Chapter 12: Long Day On the Water
Wait for it...
In our van, we pass by the Mendenhall Glacier on our way to Auke Bay. Existing since the ice age, the Mendenhall is receding about half a football field every year. As it melts one can see the remains of a long engulfed forest.
The morning began like any other for our breakfast host except for the complication resulting from the fact that Jeff collided with a porcupine on the way to work delaying our waffles and reindeer sausage by nearly a half hour.
Aboard RipTide we headed out, encountering more Dalls Porpoise along the way. The water went from flat to chop to swells to chop and back to flat. High clouds blanketed a warming day.
Imagine driving across Kansas. That was our morning. We covered lots of ground and saw nothing. Comparing yesterday to today is like comparing left to right.
Not long after noon we encountered a lone whale breeching and slapping its tail onto the water. By the time we slowed down, it had tired of both saving only two tail slaps for us to photograph. Nearby, an otter was snacking on a basket star. All of us, hungry for anything to photograph, snapped away at it. Yesterday, we would not have stopped.

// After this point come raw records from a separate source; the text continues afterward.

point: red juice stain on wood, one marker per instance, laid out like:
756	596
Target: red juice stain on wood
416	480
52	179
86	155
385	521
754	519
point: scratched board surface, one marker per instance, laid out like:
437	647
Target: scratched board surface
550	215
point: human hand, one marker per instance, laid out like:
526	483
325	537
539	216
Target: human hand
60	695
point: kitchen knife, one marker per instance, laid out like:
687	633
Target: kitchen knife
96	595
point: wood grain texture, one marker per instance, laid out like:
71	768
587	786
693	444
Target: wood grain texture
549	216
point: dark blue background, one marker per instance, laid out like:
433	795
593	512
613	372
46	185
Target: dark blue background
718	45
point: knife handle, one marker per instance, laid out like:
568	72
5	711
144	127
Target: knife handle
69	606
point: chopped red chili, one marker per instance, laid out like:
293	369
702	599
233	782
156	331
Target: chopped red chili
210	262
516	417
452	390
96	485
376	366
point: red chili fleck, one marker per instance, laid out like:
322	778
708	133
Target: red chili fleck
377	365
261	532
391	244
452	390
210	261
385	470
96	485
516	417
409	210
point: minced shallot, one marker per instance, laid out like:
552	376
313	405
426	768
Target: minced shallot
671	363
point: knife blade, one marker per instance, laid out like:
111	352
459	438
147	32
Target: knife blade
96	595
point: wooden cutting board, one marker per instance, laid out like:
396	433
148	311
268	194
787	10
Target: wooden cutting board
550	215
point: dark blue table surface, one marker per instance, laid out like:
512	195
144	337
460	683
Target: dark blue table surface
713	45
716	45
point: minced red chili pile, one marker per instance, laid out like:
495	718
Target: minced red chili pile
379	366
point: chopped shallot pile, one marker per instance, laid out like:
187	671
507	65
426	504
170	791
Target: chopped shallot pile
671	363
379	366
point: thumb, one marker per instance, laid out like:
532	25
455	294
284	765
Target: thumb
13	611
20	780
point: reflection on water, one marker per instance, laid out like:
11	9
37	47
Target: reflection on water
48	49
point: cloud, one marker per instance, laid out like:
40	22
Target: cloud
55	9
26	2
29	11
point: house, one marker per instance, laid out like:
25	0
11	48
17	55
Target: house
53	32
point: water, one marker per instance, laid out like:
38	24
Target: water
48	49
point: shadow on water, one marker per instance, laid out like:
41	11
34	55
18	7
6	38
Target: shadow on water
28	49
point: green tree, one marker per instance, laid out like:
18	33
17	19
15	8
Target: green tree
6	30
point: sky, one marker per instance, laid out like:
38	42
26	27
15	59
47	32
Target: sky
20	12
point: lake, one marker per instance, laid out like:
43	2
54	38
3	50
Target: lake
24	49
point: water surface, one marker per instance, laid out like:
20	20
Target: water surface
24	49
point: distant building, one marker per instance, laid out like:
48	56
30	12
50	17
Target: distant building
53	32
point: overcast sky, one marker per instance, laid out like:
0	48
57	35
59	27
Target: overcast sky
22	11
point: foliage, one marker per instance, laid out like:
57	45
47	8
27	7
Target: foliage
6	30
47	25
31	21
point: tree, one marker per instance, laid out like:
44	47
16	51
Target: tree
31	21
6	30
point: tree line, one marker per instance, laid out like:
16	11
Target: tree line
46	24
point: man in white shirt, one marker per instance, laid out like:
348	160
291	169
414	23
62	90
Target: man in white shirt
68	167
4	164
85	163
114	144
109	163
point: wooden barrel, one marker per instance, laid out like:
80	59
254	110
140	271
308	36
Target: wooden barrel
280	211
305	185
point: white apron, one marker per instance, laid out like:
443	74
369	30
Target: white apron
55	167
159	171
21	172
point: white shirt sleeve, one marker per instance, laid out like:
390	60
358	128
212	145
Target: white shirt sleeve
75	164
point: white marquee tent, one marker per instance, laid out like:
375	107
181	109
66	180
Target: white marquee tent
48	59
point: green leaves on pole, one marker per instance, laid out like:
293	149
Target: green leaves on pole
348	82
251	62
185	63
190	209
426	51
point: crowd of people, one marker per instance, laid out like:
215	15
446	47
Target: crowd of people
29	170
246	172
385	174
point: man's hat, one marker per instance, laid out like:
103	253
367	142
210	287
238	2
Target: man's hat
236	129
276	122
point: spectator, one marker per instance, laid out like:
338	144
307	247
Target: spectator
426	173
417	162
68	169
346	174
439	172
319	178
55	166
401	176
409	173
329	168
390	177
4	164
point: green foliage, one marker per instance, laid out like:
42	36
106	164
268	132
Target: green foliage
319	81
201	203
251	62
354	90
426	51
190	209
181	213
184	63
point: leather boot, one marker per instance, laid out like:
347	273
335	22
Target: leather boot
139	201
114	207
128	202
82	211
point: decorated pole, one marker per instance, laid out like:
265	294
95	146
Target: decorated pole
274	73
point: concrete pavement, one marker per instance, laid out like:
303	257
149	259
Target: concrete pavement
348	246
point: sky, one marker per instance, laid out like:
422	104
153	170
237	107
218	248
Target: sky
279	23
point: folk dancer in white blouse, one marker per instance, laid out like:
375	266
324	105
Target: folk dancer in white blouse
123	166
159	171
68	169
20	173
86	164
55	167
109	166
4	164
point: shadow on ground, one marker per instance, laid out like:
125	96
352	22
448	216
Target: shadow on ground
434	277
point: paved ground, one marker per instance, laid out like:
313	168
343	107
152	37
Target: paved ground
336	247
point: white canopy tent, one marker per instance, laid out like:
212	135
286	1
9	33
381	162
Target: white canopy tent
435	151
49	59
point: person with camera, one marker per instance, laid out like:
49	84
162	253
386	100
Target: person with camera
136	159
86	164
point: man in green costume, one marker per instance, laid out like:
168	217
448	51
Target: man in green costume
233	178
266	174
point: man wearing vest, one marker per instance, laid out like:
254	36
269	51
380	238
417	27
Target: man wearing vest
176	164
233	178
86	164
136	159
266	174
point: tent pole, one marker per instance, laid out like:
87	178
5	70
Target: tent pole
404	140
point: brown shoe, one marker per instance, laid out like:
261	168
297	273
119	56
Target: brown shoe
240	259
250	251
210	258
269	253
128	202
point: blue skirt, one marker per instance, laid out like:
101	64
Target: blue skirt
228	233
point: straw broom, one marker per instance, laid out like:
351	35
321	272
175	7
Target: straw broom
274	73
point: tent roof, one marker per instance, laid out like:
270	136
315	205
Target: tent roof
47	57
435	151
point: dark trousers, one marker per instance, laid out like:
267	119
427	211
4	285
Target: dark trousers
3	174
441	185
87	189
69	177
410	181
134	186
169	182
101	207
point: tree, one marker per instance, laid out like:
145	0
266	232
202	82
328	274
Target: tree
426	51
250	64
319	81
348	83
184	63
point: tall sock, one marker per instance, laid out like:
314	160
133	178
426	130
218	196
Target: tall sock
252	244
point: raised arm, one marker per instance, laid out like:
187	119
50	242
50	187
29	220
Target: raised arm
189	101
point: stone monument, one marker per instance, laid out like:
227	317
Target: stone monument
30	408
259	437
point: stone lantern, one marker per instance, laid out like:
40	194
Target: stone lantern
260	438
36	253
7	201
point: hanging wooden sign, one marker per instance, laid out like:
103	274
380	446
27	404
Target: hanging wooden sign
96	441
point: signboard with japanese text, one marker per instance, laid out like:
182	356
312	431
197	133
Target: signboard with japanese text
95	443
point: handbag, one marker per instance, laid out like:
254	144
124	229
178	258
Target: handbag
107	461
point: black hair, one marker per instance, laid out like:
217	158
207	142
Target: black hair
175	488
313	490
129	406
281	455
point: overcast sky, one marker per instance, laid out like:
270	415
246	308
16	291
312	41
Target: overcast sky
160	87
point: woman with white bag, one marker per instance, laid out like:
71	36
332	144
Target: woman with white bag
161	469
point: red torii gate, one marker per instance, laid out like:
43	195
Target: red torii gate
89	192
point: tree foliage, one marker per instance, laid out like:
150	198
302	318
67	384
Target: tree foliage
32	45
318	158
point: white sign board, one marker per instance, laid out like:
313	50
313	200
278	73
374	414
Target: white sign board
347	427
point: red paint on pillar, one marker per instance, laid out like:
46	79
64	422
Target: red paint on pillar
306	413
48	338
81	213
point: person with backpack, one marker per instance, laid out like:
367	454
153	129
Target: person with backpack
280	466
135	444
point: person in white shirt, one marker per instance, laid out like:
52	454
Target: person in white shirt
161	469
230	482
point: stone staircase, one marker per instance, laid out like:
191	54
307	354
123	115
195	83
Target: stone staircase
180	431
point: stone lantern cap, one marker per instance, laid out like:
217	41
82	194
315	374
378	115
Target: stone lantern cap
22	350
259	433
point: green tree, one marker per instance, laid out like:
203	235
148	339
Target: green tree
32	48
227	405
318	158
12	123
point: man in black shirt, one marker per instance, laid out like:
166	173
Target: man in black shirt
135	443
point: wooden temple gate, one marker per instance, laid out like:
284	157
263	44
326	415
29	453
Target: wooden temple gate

Frankly, we don’t mind. Yesterday’s feast of bubble net activity was unprecedented, unexpected and unlike anything anyone on Riptide had previously experienced.
It’s a three-and-a-half hour run on flat water from Auke Bay to the Inian Pass, a narrow passageway between the Pacific and the protected waters of Alaska’s inner passage. Actually there is a North Inian Pass and a South Inian Pass. The trick is to arrive there at high tide—they call this area “the laundry” when the tides roar through.
For my Vero Beach friends, these two passes are reminiscent of the inlets from our intercoastal and the Atlantic. Watching video of boaters attempting to transit those points at the wrong time are illustrative of the stupidity of some captains.
Our detour there was due to the emptiness of the morning. It paid off. A family of orca was patrolling there. These orca appeared to be three: a mating pair and a calf. There were otters to be seen on the way there and again on the way back. I'm going to go overboard on orca pictures here as they are rare in these waters.
The reason for their interest in the area is the sea lion colony on a point on Inian Cove. Nothing says lovin’ like something from the oven—or, in this case, the point which is, on two levels, home to a few hundred seals below and lots of gulls and cormerants up top. A few inexperienced juvenile sea lions were trying to make it up the steep side, perhaps to dine on some eggs. They didn’t make it.
Other juveniles were quite interested in us. They didn’t exactly swarm us but they happily approached our stern where I stood enjoying the show they put on. I’m told not many people make it this far out from Auke Bay so the presence of RipTide and these strange but unthreatening creatures onboard was not to be resisted.
The long trip back to Auke Bay was interrupted by another otter sighting and a couple of whales offering fun but nothing out of the ordinary so our pauses were brief.
One might think a day such as this—ten hours long but with no more bubble net feeding sightings—would be disappointing. Given the majesty of yesterday, a day with multiple sightings of this rarely seen event coupled with excellent weather, nobody on this boat had a right to be down. I certainly wasn’t.
We were back nearly on time at just after 6:00 where our van waited to deliver us back to the Baranof. One thought for you if you come to Juneau (not aboard a passing cruise ship) and are looking for lodging: rather than the Baranof, check out an Airbnb instead.